2.Sağlık Bakanlığınca hazırlanan 2019 Pandemik Raporunun gereğini yapar, bilim kurulunun aldığı tüm kararlara uyar, gereğini ivedilikle yerine getirirdik.Yurda girişlerin sınırlandırılması, gümrük kapılarının kapatılması, yurt dışından gelen vatandaşların belli sürelerle karantinaya alınması, Türkiye genelinde temel üretimi aksatmayacak önlemleri alarak sokağa çıkma yasağı ya da karantina uygulanması, büyük kentlerde bazı hastanelerin sadece salgın hastalıkla mücadeleye ayrılması, Türkiye genelinde test merkezlerinin olabildiğince yaygınlaştırılması, test kitlerin üretilmesi için çalışmalara başlanması ve gerekli stokların oluşturulması bu kararların başında gelirdi.
3.Vatandaşın yönetime olan güvenini ve sürecin şeffaf şekilde yönetilmesini sağlamak açısından; salgın hastalık konusunda kamuoyunu bilgilendirmek ve alınması gereken önlemleri kamuoyuna duyurmak için bilim kurulu sözcüsünü yetkili kılar ve önerilerini süratle yaşama geçirirdik.
4.Sağlık alanındaki personel ve tıbbi malzeme açığını süratle giderirdik. Tıbbi malzeme açığını gidermek için ilgili kuruluşlarla iletişime geçip gerekli üretim, stoklama ve dağıtımı gerçekleştirirdik.
5.Salgın hastalığın yaratacağı ekonomik ve sosyal sorunları görüşmek ve tartışmak üzere “Ekonomik ve Sosyal Konsey”i üyeleri arasında hiçbir ayırım yapmaksızın süratle toplardık.
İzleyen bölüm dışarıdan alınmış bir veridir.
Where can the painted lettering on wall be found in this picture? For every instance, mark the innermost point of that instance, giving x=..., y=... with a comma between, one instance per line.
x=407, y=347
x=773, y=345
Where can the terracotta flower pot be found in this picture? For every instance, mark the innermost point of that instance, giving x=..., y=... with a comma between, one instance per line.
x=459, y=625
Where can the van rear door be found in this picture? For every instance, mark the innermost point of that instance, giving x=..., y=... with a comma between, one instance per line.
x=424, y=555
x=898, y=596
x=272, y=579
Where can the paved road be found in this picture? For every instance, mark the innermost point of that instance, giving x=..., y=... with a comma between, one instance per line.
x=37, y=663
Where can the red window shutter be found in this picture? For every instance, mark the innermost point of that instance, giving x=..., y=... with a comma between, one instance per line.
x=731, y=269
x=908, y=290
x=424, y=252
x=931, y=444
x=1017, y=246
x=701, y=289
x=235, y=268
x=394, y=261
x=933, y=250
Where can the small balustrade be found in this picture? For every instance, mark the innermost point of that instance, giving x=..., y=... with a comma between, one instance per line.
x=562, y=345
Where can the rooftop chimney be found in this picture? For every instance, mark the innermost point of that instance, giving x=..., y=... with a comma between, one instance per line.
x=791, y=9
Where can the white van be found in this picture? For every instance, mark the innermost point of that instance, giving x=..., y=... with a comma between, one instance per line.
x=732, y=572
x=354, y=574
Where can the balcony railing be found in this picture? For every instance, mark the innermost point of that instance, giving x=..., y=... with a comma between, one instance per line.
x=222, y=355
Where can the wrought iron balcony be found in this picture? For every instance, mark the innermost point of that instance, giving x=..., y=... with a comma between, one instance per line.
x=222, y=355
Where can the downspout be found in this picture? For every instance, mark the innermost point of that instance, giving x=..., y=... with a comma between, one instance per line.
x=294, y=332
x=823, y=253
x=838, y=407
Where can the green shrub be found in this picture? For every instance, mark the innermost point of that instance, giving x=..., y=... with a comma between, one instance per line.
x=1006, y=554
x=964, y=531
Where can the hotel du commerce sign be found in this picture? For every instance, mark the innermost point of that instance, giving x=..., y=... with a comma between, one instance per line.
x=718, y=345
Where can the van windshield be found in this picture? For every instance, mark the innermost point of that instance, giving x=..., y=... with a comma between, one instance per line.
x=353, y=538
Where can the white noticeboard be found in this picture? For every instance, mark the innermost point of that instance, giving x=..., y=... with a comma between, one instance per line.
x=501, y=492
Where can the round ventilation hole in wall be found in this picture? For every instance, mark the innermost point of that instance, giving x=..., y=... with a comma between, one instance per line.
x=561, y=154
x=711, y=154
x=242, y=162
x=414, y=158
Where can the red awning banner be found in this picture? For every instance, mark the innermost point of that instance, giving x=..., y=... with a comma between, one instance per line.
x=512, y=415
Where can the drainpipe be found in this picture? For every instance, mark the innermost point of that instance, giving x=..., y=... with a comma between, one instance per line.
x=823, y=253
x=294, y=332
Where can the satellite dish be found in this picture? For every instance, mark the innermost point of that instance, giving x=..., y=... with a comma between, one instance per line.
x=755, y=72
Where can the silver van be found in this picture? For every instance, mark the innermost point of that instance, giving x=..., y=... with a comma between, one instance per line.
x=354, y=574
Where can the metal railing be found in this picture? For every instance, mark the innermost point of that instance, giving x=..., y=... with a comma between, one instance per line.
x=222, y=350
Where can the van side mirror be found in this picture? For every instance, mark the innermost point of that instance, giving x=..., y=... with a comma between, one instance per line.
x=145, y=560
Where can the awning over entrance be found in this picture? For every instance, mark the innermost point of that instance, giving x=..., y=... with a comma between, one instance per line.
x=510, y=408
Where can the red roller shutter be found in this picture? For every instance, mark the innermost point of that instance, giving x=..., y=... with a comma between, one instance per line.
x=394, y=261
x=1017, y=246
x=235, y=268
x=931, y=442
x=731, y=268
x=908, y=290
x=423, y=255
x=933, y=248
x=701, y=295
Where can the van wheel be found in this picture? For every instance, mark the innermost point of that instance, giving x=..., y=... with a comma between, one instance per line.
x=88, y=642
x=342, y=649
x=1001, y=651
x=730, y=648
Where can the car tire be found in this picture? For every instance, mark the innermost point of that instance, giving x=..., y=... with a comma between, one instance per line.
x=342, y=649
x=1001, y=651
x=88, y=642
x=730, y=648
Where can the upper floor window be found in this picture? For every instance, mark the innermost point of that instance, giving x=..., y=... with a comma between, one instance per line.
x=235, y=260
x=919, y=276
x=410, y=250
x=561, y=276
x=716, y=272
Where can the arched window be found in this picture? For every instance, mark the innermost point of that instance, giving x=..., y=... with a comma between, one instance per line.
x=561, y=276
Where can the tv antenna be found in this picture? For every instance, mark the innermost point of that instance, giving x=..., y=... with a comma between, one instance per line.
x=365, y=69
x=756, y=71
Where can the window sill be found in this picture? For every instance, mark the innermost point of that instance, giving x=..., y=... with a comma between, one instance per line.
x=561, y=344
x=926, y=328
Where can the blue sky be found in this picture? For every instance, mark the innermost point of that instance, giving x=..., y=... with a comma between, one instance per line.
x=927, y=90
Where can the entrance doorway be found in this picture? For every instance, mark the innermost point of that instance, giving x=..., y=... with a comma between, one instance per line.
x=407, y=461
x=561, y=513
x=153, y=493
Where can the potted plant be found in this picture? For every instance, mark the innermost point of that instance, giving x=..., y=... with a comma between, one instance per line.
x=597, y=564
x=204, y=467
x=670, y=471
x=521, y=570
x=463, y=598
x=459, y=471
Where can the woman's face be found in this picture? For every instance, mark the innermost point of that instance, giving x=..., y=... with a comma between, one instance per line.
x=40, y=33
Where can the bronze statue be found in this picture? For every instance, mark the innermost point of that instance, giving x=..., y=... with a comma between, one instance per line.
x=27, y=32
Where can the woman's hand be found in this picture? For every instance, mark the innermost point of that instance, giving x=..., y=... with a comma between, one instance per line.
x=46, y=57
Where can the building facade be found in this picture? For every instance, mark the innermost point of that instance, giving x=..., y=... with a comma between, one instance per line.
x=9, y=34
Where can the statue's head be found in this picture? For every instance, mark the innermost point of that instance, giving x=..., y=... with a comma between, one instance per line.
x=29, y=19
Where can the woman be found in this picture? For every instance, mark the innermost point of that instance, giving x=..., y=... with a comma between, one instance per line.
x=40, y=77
6.Sağlık Bakanlığının oluşturduğu “Bilim Kurulu” dışında, Hazine ve Maliye Bakanlığının eşgüdümünde ayrı bir “Ekonomik ve Sosyal Sorunları Değerlendirme Kurulu” oluştururduk. Böylece ekonomik ve sosyal açıdan yapılması gerekenler, merkezi yönetimle yerel yönetimler arasındaki işbirliğinin esasları, alınması gereken ekonomik ve sosyal kararlar bu kurul tarafından alınırdı. Böylece sorunun işsizlik ve yoksullukla mücadele boyutu anlam kazanır ve vatandaşlara her türlü güven verilirdi.
7.Parlamentoda grubu bulunan siyasal partilerin Genel Başkanlarını davet eder, aldığımız önlemleri aktarır ve onların da görüşlerini alırdık. Meselenin bir siyasi mesele olmadığını, sorunun milli ve insani bir sorun olduğunu anlatırdık. Alınan her karar öncesinde kendilerini bilgilendirirdik.
8.Valilere yerel yönetimlerle işbirliği yapılması ve ihtiyaç sahibi vatandaşlara süratle ulaşılması talimatını verirdik. Ayrıca bilim kurulunun önerisi doğrultusunda aldığımız kararlara uymayanlar hakkında gerekli işlemlerin ivedilikle yapılması talimatını da verirdik.
9.Büyükşehir ve diğer Belediye Başkanlarına bilim kurulunun önerileri doğrultusunda alınan kararlara uymalarının zorunluluğunu anlatır ve bu konuda ellerinden gelen çabayı göstermelerini isterdik.
10.Vatandaşlarımıza “Bu kararları, sınırlamaları sizin sağlığınız, Türkiye’nin sağlığı ve geleceği için alıyoruz. Evinizde kalınız. İhtiyaç sahiplerinin tüm ihtiyaçları asgari düzeyde sağlanacaktır. Yerel yönetimler bu konuda üstlerine düşeni yapacaktır. Valiliklerin koordinasyonundaki 112 acil çağrı merkezlerinden veya belediyelere ait 153 telefon numarasından sorunlarınızı aktarabilirsiniz.” çağrısında bulunurduk.
11.Bilim kurulunun da önerileri alınarak, hazırlayacağımız bir bilgi formu çerçevesinde her gün belli bilgilerin valilikler tarafından merkezde kurulan iki ayrı komisyona aktarırdık.”